Monday, March 9, 2015

Day 68 - More Lessons to Learn

 trusting god photo: God WherecanIgo.jpg


It never ceases to fail how you can begin your day so well, then at the end of the day one email can destroy all the positive feelings you have about yourself and the things you do. Rather than become upset I buckled down and began to work. Three hours later I completed the chore, and I shut down the computer. I have been hoping to get to bed earlier, but I guess that just isn't in the cards for me. But at least this time I did not succumb to the trap. Still I have so much to learn.
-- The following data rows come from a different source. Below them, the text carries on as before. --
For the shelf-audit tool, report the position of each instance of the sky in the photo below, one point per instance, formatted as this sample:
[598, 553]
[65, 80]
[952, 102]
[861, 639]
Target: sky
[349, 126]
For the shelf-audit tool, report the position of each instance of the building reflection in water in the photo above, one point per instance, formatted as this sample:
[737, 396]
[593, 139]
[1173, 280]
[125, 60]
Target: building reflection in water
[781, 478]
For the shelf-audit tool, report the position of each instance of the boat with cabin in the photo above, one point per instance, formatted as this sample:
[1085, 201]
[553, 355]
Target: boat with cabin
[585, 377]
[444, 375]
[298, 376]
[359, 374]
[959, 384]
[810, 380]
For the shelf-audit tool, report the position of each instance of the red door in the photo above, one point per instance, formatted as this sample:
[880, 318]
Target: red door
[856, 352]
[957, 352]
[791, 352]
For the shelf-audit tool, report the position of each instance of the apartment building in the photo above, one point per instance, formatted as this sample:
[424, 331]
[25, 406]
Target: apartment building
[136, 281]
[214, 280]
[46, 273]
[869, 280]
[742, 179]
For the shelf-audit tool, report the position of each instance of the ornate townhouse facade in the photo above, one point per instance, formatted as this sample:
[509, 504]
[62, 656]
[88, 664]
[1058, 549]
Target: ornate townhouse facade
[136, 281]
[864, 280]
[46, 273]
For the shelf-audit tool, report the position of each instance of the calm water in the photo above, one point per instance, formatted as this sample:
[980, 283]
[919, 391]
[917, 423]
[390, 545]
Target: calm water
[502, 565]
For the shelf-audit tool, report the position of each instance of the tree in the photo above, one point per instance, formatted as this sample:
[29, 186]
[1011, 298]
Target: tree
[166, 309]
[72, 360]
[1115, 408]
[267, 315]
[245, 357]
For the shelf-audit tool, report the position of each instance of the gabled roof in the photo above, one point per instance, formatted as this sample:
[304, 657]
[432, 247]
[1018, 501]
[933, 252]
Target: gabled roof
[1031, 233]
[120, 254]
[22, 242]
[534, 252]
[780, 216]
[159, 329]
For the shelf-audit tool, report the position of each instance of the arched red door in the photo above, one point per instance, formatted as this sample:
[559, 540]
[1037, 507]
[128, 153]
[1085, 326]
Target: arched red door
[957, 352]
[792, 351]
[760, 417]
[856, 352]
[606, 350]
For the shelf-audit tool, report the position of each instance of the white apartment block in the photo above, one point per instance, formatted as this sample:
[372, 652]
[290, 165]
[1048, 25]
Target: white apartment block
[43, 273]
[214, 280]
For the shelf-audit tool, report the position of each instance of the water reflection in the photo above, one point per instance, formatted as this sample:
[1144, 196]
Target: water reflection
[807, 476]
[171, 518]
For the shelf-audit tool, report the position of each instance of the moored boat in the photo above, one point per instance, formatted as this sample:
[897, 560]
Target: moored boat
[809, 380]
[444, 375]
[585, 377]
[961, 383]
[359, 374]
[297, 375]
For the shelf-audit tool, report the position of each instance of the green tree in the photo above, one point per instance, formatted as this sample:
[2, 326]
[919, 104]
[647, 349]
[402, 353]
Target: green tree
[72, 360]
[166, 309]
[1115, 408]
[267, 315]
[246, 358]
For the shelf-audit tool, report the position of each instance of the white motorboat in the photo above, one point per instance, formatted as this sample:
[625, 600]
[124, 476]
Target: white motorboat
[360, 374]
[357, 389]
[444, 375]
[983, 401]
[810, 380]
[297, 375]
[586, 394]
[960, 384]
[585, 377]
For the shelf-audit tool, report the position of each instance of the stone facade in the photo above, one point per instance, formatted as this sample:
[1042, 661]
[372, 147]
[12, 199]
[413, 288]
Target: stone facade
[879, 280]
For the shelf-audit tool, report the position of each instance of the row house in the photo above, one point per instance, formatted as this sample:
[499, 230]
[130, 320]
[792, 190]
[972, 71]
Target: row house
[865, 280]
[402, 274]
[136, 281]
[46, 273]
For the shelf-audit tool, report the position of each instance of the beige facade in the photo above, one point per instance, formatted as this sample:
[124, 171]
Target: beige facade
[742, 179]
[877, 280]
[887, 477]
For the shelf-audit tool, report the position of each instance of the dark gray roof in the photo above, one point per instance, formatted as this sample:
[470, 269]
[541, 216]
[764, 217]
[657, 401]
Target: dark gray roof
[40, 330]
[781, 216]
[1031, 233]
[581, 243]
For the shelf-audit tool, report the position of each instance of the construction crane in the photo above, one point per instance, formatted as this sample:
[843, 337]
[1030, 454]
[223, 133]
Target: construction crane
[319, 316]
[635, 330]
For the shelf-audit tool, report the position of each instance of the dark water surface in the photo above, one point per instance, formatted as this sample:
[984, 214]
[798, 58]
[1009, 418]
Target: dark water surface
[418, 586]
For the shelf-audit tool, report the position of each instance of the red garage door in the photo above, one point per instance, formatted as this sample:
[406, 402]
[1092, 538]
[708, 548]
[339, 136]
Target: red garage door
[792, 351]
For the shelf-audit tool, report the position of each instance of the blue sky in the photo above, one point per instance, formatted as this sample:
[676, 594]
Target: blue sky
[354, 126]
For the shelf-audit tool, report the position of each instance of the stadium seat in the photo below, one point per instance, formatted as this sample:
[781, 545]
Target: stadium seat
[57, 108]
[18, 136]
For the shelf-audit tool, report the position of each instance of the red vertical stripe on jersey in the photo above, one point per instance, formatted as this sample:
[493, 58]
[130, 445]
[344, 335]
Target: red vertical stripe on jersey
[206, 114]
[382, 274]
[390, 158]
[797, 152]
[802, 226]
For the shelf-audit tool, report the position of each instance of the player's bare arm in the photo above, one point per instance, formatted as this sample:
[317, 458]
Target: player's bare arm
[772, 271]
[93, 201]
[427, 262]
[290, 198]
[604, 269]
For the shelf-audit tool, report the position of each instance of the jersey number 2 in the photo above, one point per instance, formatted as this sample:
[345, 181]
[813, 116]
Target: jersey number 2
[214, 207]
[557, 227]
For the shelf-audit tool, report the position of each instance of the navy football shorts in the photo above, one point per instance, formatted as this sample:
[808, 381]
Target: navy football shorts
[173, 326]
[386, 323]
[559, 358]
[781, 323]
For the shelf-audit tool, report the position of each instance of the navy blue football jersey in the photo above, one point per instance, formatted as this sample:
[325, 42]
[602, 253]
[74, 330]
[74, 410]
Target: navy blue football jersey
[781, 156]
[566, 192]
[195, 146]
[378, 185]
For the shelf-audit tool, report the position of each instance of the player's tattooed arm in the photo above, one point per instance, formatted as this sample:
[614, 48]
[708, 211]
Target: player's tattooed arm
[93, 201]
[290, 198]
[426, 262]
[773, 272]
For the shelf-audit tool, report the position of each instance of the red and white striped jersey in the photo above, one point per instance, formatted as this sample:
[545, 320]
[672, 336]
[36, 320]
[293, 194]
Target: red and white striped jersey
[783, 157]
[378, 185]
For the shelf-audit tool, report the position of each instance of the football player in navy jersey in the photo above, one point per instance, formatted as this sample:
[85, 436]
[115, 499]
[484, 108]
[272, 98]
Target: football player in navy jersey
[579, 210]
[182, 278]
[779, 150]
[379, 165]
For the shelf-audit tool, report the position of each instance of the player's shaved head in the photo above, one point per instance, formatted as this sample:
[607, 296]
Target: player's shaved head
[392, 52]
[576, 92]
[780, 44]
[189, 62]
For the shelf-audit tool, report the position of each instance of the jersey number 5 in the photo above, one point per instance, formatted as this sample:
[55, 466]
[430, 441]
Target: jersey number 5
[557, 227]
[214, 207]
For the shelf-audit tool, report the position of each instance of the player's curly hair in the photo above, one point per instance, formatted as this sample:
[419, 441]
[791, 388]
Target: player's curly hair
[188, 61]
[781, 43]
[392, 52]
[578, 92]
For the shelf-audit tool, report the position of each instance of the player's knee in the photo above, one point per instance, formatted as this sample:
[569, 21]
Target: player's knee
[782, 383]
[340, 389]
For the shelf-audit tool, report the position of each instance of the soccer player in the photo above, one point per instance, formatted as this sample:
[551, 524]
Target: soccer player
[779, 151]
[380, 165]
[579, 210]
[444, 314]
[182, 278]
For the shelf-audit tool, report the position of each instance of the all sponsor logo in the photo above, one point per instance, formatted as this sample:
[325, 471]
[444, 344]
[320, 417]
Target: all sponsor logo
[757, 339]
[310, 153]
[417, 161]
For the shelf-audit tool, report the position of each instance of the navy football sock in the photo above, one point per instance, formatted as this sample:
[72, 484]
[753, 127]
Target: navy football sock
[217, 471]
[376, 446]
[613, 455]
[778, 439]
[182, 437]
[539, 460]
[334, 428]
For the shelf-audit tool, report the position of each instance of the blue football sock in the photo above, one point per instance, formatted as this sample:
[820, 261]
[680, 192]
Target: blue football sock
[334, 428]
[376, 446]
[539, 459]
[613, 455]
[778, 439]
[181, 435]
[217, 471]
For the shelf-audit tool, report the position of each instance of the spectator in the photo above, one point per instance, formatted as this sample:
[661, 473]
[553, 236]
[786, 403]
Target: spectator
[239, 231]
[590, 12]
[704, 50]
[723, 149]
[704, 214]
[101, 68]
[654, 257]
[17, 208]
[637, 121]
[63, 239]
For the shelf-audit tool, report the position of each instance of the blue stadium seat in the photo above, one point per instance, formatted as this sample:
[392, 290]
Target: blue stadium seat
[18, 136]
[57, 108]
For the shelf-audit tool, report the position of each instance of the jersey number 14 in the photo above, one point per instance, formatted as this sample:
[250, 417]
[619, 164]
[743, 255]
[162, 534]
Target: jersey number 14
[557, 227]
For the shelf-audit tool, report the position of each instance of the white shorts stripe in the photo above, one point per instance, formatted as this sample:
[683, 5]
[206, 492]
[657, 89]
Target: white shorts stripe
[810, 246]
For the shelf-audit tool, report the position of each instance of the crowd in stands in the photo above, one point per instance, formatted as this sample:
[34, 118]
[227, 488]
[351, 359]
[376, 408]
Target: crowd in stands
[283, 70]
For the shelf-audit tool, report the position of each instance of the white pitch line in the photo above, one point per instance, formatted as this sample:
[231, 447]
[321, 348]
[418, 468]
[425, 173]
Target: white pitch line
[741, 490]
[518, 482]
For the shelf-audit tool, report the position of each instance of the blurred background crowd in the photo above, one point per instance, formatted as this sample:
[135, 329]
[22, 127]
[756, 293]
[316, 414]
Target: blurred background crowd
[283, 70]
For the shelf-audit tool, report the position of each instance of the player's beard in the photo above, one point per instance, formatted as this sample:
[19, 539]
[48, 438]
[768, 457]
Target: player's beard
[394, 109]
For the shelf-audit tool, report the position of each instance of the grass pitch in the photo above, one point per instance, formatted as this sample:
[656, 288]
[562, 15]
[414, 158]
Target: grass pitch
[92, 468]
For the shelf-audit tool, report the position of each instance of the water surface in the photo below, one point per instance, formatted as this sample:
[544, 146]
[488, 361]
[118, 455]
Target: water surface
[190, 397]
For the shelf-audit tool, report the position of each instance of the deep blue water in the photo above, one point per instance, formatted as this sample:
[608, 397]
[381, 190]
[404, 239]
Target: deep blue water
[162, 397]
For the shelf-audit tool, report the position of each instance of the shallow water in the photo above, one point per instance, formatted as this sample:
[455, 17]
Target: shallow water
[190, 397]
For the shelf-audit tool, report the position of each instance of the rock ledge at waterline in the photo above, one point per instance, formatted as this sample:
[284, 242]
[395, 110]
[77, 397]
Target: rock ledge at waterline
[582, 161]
It seems like no matter how hard I work, I cannot get caught up. It is impossible, and the thought of taking a few days off is questionable. While the thought of a vacation is inviting, the aftermath of picking up further behind is not as wonderful.  Still I am trying to focus on what I can do rather than what I cannot do. I also realize that all I do is for God's glory, so it helps me to do the best job I can always. When we do the best we can, even when we have little to work with, and trust God for the results, it brings so much peace. If He can multiply fish and bread to feed the thousands, He can multiply results and bring an increase; if He can raise the dead, He can change the hearts of those who oppose us. Nothing is too difficult for Him.

I realize that if I am going to trust Him, truly trust Him, I cannot become upset over anything that happens to me each day in my personal life or on the job.  The interesting thing about my life is that years ago He asked me if I could give him the lives of my children. I said yes! And to this day, even when things happen, I can rest in that promise. And these are my children's lives! Quite a bit more important than everyday work events, so why do I become so anxious? Worry or anxiety is not faith, and without faith we cannot please God.

I realize how in the smallest details I have not been trusting God! And my focus should be on praying for those who feel that making demands or attempting to present airs of importance makes them look good, makes them feel worthy. As we pray for those who despitefully use us, those who speak all manner of evil against us, and those who must feel so desperately insecure, a change comes in our hearts.

I want my focus to be on rejoicing in all things, believing all things, loving always, forgiving much, and trusting God in ALL things. I want to pass the test!  I want to rest in His arms - always!